Didn't he make tons of videos? And how can time have gone by so quickly?
It's very tricky.
And now, we have added so much more to the mix that time is becoming even
more impossible to gauge, as though it wasn't difficult enough to begin
with. I remember distinctly (give or take a few years, since I obviously don't remember distinctly when anything happened) when fax machines were
first introduced, with those annoying rolls of slick paper. Everyone in the
office was overjoyed. We could now, for the first time, send a sketch, or a
first draft, or an estimate to our office on the east coast, or to a client,
and get immediate feedback. It was the answer to our prayers. It was only
after the excitement wore off that we realized that we should have been
careful about what we prayed for. No longer could we take the time to think
things out, to reconsider, and then, if necessary, blame the delay on the
mail or Federal Express; now we had to come up with answers faster than we
wanted to, sometimes faster than we had them.

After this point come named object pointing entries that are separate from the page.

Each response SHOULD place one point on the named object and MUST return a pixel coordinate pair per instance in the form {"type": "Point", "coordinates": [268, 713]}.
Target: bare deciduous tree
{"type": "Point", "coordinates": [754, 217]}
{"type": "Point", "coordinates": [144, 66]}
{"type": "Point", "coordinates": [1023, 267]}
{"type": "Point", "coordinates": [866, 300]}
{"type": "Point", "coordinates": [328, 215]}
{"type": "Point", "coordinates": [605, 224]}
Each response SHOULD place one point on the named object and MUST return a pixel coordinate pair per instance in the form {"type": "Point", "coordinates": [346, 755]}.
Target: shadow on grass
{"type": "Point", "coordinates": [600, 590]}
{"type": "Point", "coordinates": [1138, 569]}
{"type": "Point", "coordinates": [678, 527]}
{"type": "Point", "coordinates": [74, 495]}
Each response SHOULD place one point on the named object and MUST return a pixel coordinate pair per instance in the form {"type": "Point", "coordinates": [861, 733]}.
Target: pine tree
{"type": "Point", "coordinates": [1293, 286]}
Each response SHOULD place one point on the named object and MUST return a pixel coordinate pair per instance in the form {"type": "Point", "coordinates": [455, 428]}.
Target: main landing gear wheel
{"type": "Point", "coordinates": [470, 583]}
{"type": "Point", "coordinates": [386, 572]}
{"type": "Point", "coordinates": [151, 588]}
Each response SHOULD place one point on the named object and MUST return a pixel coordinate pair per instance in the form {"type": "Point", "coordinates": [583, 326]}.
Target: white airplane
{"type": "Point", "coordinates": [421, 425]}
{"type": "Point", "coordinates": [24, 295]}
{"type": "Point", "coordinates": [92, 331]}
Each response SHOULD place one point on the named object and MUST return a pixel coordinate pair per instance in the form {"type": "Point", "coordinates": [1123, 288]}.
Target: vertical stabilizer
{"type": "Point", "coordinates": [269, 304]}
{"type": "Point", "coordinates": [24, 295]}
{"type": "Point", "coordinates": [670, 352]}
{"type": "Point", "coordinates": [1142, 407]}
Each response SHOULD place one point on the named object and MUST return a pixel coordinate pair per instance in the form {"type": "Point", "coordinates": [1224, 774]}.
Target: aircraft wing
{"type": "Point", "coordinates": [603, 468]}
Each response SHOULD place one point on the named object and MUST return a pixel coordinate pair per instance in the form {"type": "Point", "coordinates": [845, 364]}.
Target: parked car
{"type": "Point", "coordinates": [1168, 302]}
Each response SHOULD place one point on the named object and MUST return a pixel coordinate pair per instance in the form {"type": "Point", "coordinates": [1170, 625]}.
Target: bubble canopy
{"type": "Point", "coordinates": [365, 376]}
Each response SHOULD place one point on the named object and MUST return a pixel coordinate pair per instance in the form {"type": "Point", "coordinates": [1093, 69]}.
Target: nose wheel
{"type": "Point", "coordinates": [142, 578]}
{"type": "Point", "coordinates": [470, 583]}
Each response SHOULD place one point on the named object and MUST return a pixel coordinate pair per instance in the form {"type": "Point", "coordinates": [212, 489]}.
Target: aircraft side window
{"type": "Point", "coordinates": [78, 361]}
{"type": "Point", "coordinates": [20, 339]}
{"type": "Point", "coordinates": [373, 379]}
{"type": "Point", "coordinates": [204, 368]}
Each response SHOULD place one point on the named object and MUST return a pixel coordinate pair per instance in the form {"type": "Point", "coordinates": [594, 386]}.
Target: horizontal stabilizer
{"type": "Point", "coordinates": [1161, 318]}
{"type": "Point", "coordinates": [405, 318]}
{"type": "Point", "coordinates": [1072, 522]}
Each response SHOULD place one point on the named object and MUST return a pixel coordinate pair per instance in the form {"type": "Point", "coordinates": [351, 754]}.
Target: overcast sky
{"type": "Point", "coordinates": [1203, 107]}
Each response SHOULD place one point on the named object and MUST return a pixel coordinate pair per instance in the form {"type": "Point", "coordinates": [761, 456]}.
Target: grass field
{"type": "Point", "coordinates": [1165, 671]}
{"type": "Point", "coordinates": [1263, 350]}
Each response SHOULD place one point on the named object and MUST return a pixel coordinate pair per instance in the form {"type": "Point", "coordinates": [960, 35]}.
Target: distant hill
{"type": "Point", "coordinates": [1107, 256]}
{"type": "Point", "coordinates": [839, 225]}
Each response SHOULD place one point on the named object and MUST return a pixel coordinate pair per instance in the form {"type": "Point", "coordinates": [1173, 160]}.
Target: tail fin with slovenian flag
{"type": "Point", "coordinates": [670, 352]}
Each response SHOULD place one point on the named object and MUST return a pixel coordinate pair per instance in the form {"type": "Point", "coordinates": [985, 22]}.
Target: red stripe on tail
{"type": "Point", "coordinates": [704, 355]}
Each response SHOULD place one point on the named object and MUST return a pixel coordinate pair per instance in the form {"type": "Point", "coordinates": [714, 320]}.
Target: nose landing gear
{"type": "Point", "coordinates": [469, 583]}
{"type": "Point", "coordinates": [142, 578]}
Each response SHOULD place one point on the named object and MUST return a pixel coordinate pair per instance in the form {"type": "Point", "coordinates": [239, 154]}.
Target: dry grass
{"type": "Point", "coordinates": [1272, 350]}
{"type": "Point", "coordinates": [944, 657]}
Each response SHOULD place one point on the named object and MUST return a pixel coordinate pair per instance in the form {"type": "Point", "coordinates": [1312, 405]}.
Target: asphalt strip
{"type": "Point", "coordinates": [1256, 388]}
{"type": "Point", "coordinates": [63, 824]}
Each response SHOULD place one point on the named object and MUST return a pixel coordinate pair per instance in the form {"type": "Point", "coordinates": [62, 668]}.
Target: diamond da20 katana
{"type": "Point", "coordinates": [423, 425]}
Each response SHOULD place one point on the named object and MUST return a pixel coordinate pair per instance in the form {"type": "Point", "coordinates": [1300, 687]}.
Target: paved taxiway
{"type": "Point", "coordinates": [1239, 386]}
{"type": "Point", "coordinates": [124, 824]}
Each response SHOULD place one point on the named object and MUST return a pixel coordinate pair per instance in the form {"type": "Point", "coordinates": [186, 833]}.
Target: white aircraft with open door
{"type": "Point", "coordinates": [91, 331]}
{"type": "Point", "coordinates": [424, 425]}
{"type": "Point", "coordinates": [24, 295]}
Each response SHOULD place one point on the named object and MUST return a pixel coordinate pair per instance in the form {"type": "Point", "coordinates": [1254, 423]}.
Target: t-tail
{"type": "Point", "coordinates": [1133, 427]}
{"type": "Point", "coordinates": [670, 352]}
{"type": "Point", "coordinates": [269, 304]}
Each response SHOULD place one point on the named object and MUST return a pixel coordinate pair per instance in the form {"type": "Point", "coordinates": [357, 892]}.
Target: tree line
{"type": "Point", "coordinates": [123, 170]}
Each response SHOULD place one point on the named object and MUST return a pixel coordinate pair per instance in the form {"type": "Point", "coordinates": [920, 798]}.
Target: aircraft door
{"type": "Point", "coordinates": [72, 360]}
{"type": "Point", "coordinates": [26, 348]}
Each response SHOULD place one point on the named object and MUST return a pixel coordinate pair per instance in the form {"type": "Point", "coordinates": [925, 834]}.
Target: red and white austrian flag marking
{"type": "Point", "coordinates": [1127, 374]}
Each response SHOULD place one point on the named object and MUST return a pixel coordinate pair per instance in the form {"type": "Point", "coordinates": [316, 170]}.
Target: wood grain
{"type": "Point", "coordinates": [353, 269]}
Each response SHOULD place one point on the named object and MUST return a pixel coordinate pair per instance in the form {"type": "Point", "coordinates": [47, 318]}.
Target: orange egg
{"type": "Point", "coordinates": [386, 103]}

But that, of course, was nothing compared to the digital age. The age of
e-mail. Attachments. Instant messaging. Now we can answer
immediately, getting accomplished in hours what it used to take us
days to do
requesting, receiving, responding, reacting
it all happens so
rapidly. And yes, often I bless this, feel like a child of this, adore the
instant gratification of this technology. How did I manage to accomplish
anything before? Now I can answer four e-mails --edit some copy, advise a
friend on her marriage, ask a vendor for some rates, tell a client we need
their photos today-- and hit SEND while I am writing my column, answering the
phone, and searching for information on Google; I'm multi-tasking and doing
it all at quadruple speed. Isn't life grand?

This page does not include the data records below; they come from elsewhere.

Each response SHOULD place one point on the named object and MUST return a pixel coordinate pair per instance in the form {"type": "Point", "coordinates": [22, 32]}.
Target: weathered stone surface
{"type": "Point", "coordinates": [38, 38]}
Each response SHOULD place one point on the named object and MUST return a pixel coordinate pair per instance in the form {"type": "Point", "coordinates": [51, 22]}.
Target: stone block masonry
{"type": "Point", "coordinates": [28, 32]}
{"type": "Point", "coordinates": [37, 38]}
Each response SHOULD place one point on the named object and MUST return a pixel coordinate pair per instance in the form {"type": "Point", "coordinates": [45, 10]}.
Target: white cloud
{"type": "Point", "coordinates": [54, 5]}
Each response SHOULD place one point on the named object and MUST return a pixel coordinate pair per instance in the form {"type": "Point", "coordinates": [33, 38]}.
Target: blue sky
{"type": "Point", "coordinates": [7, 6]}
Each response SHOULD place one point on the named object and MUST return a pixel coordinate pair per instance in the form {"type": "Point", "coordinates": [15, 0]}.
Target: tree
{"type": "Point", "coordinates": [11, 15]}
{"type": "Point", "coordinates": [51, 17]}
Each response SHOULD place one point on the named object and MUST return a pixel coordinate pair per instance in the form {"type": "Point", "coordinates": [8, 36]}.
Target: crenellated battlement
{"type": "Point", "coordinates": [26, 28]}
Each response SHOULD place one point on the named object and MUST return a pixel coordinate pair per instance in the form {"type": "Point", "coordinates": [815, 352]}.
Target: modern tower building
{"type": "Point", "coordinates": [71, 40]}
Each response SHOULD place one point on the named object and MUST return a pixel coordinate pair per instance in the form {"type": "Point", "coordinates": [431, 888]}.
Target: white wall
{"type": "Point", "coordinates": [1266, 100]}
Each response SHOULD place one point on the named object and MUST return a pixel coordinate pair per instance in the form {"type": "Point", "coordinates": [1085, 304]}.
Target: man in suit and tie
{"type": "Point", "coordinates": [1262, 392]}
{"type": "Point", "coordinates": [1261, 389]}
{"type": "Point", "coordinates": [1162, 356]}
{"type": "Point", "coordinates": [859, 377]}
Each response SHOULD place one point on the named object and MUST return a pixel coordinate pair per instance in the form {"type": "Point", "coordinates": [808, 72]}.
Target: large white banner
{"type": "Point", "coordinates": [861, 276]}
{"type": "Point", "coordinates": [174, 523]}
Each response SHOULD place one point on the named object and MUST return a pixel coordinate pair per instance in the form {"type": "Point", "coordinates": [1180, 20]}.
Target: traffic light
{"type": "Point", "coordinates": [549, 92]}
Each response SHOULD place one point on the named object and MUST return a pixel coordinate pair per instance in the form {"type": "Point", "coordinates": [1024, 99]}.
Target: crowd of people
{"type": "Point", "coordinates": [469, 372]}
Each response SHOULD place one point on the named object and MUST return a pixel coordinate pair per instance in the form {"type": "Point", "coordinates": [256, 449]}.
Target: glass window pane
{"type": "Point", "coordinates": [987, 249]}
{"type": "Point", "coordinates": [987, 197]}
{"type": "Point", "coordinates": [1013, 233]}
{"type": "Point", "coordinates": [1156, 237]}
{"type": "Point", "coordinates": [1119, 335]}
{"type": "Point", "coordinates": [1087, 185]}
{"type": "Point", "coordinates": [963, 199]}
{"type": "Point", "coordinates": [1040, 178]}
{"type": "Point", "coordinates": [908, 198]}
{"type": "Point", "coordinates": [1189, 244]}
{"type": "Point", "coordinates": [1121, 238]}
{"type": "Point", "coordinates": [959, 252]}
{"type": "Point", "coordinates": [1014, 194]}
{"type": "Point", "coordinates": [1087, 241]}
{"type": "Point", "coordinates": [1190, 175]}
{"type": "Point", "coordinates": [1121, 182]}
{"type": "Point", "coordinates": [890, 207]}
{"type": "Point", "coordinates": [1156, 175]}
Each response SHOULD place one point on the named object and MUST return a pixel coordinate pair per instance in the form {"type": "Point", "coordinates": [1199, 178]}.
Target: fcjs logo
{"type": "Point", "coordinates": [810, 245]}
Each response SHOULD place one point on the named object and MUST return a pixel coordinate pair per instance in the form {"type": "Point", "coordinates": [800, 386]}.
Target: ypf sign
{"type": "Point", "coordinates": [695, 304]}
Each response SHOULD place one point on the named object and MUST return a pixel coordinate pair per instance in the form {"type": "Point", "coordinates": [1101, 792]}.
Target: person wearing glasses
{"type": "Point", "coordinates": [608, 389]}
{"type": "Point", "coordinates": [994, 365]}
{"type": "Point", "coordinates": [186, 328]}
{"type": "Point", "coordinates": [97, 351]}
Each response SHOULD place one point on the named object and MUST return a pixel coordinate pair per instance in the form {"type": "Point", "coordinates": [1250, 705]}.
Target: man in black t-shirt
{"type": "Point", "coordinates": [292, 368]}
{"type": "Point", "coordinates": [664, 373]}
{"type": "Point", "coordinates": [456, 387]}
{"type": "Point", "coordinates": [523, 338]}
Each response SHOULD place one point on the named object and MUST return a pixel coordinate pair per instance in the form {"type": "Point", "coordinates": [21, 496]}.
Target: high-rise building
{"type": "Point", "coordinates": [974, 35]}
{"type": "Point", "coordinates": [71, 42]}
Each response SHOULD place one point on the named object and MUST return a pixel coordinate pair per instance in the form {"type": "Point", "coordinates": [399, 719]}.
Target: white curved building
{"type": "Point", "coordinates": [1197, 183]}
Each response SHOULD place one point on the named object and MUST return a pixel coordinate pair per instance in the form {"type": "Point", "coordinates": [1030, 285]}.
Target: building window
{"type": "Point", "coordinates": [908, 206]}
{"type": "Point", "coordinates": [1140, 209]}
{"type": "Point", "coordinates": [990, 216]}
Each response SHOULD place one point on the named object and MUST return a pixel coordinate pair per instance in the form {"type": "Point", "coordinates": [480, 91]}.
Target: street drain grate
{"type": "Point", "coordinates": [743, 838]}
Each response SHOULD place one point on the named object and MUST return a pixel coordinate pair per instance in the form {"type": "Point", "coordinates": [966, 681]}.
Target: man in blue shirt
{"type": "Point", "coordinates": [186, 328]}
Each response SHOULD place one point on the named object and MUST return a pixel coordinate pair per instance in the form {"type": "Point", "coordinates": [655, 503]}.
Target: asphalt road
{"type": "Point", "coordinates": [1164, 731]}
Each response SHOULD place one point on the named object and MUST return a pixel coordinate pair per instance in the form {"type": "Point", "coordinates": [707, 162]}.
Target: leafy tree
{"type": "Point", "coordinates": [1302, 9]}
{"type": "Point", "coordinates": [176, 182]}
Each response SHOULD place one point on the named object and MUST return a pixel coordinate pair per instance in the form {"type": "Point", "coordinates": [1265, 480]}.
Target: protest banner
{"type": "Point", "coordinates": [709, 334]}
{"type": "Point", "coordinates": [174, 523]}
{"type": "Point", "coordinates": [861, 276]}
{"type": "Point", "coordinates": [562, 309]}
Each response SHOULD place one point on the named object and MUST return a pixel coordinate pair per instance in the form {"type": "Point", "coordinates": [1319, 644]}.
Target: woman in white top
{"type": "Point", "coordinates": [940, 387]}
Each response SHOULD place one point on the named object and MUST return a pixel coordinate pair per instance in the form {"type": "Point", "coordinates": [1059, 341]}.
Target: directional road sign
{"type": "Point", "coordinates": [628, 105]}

And yet I'm not sure how much we've gained and how much has been lost. In
quality. In taking the time to focus on one thing and massaging it until it's perfect. In knowing that no one expects an instant response, and in not
getting impatient when I don't receive one. And time, that elusive creature,
becomes compressed, just like our photos and our music, compressed so we can
fit more in, get more done, be more efficient. And compressed time is time
gone by so quickly that I can look at my watch and it's ten A.M. and then
look at it again and it's 2 P.M. and I don't remember where it went, that
time, that vanished time. Which, to ward off boredom, to feel productive, is
a good thing. But it also, it seems to me, means that time itself, precious time, is often squandered, lost in the day and the week
until it has evaporated. And at my age, I'm not so sure how quickly I want
the time to fade away.
When I was young I know that I was always yearning for time to go by. Its
passing meant that I could reach the next plateau, the one I so eagerly
awaited; I could finally wear makeup, go on a date, get my driver's license,
have a (legal) beer, go off to college, so I often wished it away. But at my
current age, isn't the swift passing of time the last thing I want to
wish for? After all, there's only a finite amount of it allotted to me; don't I want to prolong it, s t r e t c h it out into all its minutes and
hours, extending it, enjoying it, reveling in its very existence.
Time, now, has in some ways become the enemy. Will there be enough time?
Will I ever find the time? With the passing of time comes missed
opportunities, less moments with family and friends, fewer chances to
achieve the dreams of a lifetime. Time, in middle age, is NOT on my
side.
And what, in the end, will this time, this life, look like in retrospect,
when I look back in twenty years? Will it too be all jumbled up so that I no
longer remember that my mother died the same year my son got engaged? Or
that we actually had two President George Bushes, and no one was
appalled. What will old age do to my perspective, and what new technology
will again alter my sense of time? And will this life, which seems
now to be vanishing at a rapid pace, also appear to have gone slowly,
crammed full with relationships and challenges and experiences and emotions
that can only be appreciated in some future time? I need to find a way to
make my peace with time now. To manage it better, appreciate it more, learn
its tricks, its nuances, and take advantage of it. Before it's all gone.